Пришли ребята. Нас сроднила дружба с первого класса и босоногое детство. Когда же пришла пора выбора, то друзья попали на завод, который получил военный заказ, а ребята - «бронь» на всю войну. Меня же в девятом классе призвали в армию. Я обратил внимание на покалеченные руки ребят: все в шрамах. Сами они были худые и бледные. Они рассказали, что всю войну работали без выходных. Все питание: 800 граммов хлеба и баланда в столовой.
Мама добавляла в тарелки ребятам еду и говорила: «Не стесняйтесь, ешьте досыта».
Я сидел, крепкий парень, при всех фронтовых наградах и в старшинских погонах.

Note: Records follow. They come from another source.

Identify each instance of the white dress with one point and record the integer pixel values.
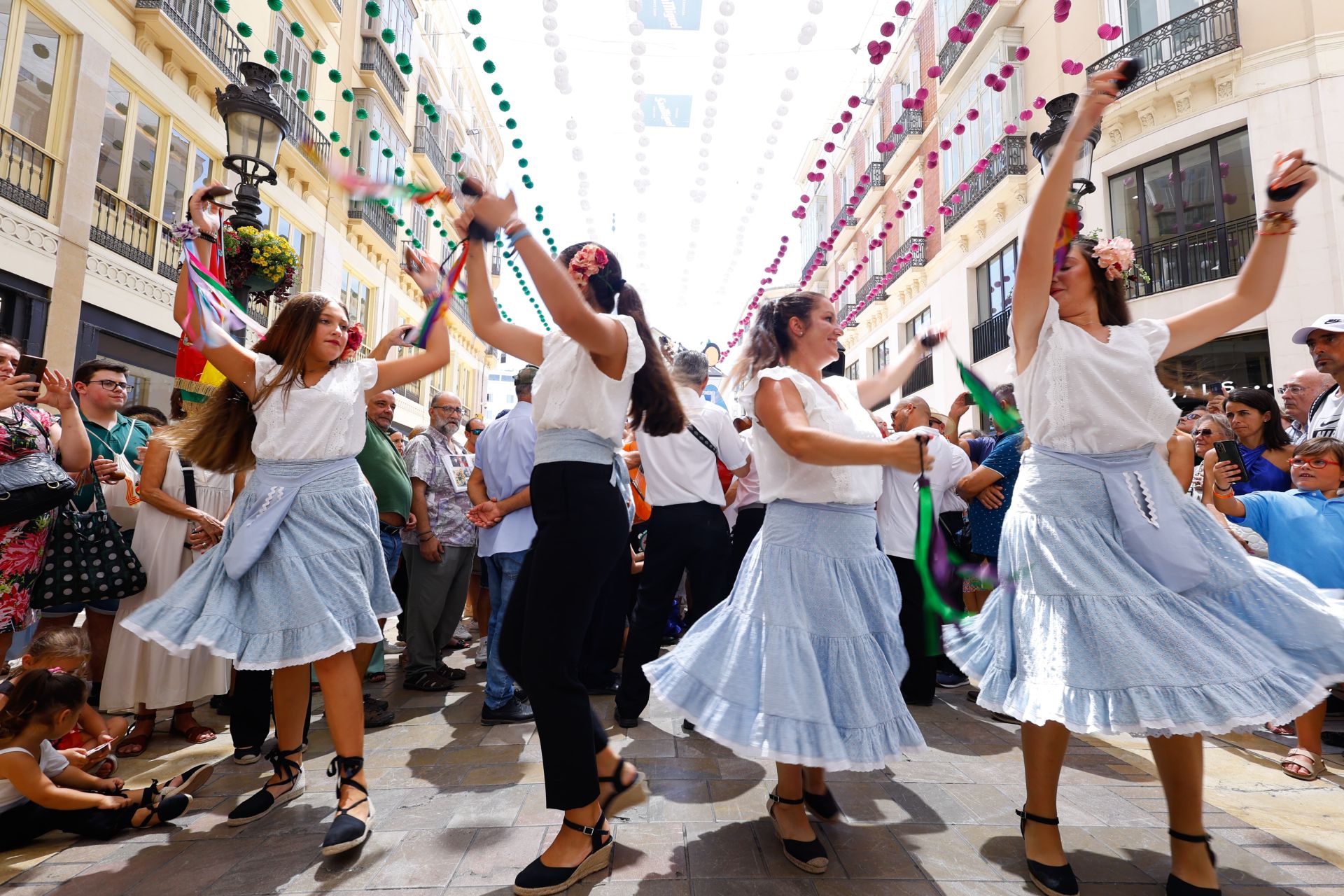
(143, 671)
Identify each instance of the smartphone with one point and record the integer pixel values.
(1230, 451)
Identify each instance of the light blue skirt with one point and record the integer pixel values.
(318, 590)
(803, 663)
(1081, 634)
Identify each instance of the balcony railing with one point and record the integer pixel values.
(209, 30)
(124, 229)
(378, 218)
(920, 378)
(1208, 31)
(990, 336)
(304, 132)
(24, 174)
(952, 50)
(1208, 254)
(1011, 162)
(428, 144)
(911, 125)
(375, 59)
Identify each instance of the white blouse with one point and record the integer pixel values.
(320, 422)
(1082, 396)
(570, 393)
(784, 476)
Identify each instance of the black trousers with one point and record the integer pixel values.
(581, 530)
(917, 688)
(249, 724)
(683, 538)
(27, 821)
(743, 533)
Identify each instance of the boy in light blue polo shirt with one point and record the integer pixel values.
(1306, 532)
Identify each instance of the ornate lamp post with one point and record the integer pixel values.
(1043, 144)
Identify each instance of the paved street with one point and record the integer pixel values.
(461, 811)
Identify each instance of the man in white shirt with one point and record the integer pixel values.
(898, 520)
(1324, 339)
(687, 528)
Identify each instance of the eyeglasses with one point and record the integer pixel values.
(1315, 463)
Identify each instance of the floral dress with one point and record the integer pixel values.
(22, 545)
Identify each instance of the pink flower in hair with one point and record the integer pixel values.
(587, 262)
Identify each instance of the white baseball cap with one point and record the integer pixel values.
(1334, 323)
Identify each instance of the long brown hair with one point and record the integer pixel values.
(1112, 298)
(654, 403)
(218, 437)
(769, 339)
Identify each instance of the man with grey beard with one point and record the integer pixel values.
(440, 550)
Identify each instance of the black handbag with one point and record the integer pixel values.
(88, 559)
(33, 484)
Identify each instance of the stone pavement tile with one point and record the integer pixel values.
(680, 801)
(648, 852)
(498, 855)
(870, 852)
(927, 804)
(942, 855)
(722, 850)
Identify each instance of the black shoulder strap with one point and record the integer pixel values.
(188, 481)
(701, 437)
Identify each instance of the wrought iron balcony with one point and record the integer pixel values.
(1205, 33)
(1203, 255)
(375, 59)
(428, 144)
(209, 30)
(1011, 162)
(378, 219)
(920, 378)
(124, 229)
(24, 174)
(952, 50)
(304, 132)
(990, 336)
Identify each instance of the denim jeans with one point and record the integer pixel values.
(500, 574)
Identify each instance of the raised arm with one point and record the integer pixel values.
(230, 359)
(1259, 281)
(1037, 257)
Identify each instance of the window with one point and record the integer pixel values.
(881, 356)
(358, 298)
(995, 280)
(30, 58)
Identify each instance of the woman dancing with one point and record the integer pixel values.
(299, 575)
(592, 370)
(803, 663)
(1123, 606)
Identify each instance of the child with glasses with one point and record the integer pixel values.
(1306, 532)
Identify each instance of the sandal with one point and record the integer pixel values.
(1303, 760)
(194, 735)
(140, 743)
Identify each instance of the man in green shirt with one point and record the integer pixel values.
(118, 442)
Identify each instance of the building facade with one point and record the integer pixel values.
(1179, 169)
(108, 122)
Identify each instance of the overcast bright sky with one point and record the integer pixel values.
(678, 239)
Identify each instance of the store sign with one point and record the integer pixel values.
(671, 15)
(667, 111)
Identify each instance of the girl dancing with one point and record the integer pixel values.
(803, 663)
(593, 368)
(1124, 608)
(299, 574)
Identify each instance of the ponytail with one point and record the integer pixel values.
(38, 696)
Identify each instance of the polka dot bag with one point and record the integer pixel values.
(88, 559)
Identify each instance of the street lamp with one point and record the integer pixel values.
(253, 128)
(1043, 146)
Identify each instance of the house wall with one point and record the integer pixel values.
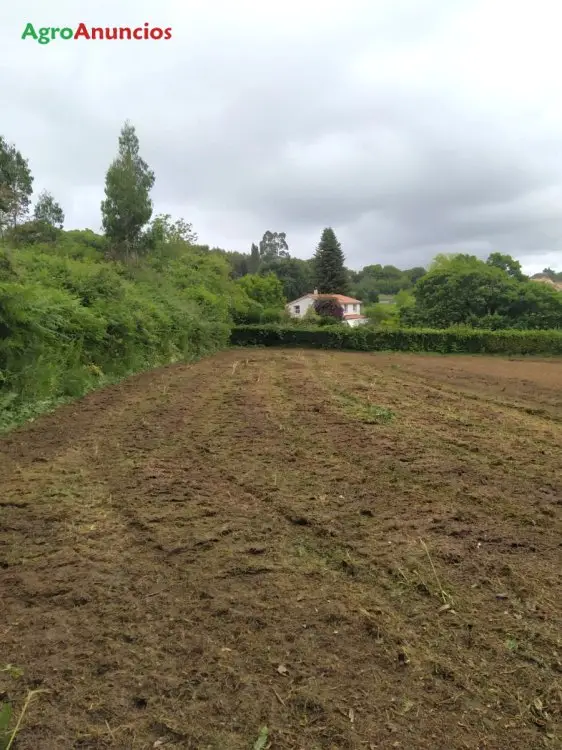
(357, 322)
(304, 304)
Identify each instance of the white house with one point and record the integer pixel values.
(351, 307)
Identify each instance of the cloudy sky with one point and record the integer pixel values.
(411, 126)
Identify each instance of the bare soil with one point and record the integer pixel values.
(354, 550)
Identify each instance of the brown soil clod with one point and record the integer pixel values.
(273, 541)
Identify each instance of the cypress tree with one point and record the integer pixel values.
(329, 265)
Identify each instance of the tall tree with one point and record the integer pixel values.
(254, 261)
(274, 245)
(48, 211)
(329, 265)
(295, 274)
(16, 185)
(127, 206)
(508, 264)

Мама не сводила с меня своих блестящих глаз.
Считать - плохая примета
Мама достала из сундука узел из церковного платочка с крестиком, развязала и бережно положила на стол перевязанные ленточкой фронтовые «треугольники» и отдельно послевоенные письма в конвертах. Это были письма сына. Мои письма. Отец успел написать с фронта лишь две весточки, а потом за него, ослепшего бойца писали другие, уже из госпиталя. Я спросил: «И сколько здесь моих писем?». «Считать - плохая примета» - только и ответила моя мама. Каждый треугольник был полит слезами и освящен молитвой о том, чтобы сын был жив.
Трое из футбольной команды
С утра мы с отцом уже пилили дрова, я их колол, а мама и сестренки укладывали топливо в сарай.

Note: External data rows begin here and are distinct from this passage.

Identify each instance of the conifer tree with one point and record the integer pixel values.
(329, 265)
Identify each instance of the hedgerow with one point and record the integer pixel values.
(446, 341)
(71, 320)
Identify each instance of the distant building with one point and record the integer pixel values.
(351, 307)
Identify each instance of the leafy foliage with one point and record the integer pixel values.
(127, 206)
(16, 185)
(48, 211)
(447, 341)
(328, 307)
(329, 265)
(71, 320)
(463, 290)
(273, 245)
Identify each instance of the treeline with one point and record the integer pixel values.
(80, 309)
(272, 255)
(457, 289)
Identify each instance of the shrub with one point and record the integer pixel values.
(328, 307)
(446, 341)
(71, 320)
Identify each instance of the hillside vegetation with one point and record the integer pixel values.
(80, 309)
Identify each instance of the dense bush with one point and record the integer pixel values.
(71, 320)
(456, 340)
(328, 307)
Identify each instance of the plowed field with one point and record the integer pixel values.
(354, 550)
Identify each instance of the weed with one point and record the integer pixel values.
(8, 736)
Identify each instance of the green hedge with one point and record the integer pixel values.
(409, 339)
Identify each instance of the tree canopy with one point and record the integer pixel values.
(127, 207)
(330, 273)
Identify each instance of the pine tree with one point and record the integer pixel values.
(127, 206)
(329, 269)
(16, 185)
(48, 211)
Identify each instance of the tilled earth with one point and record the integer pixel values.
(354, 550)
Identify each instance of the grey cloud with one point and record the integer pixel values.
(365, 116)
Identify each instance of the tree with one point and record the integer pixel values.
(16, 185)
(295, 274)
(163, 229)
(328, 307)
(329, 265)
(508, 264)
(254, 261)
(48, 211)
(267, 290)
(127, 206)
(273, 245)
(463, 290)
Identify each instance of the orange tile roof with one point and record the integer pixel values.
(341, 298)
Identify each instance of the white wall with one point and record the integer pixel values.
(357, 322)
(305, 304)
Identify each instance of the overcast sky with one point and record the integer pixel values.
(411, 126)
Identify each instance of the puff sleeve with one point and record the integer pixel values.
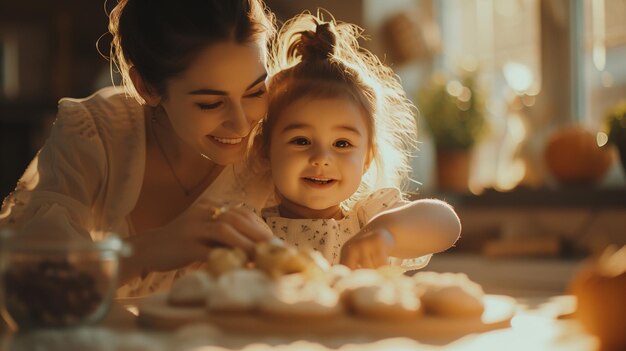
(57, 192)
(380, 201)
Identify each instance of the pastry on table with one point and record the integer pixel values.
(296, 296)
(449, 294)
(238, 290)
(191, 289)
(357, 279)
(224, 259)
(277, 259)
(392, 300)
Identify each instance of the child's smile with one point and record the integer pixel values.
(318, 154)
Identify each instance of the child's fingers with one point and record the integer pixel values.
(379, 258)
(349, 258)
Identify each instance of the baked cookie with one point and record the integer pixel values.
(297, 297)
(224, 259)
(357, 279)
(191, 289)
(238, 290)
(449, 294)
(278, 259)
(390, 301)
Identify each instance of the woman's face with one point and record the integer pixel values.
(216, 102)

После рабочей смены на заводе ко мне пришли ребята с приглашением на «стрелку», где в Волгу впадает Костромка. Прошли тропинкой по заливным лугам. Перед нами - огромное песчаное поле, где вода давно смыла босоногие следы нашей футбольной команды, а война навсегда забрала большую часть юных футболистов.
Мы обнялись, преклонив головы в нахлынувшем скорбном молчании. И в память нашей погибшей команды, как и до войны, мы бросились в холодную воду, долго лежали на горячем песке и пошли на луг - «пастись» на диких витаминах.
Мамин подарок
Отпуск пролетел быстро. Перед отъездом я получил самый дорогой подарок от мамы: «Спасибо тебе, сынок. Без швейной машинки я была как без рук, а теперь она как новая. И стулья в доме теперь все крепкие. Замки все работают. Дрова на всю зиму заготовлены».
Поезд на Москву уже стоял на перроне. Отправление в 22.00. Мама плакала. За эти десять дней война еще раз прошла через ее сердце. Я едва успел заскочить на ступеньки вагона.
Через три года на этом же самом перроне мама будет встречать со службы старшего сына и провожать служить младшего.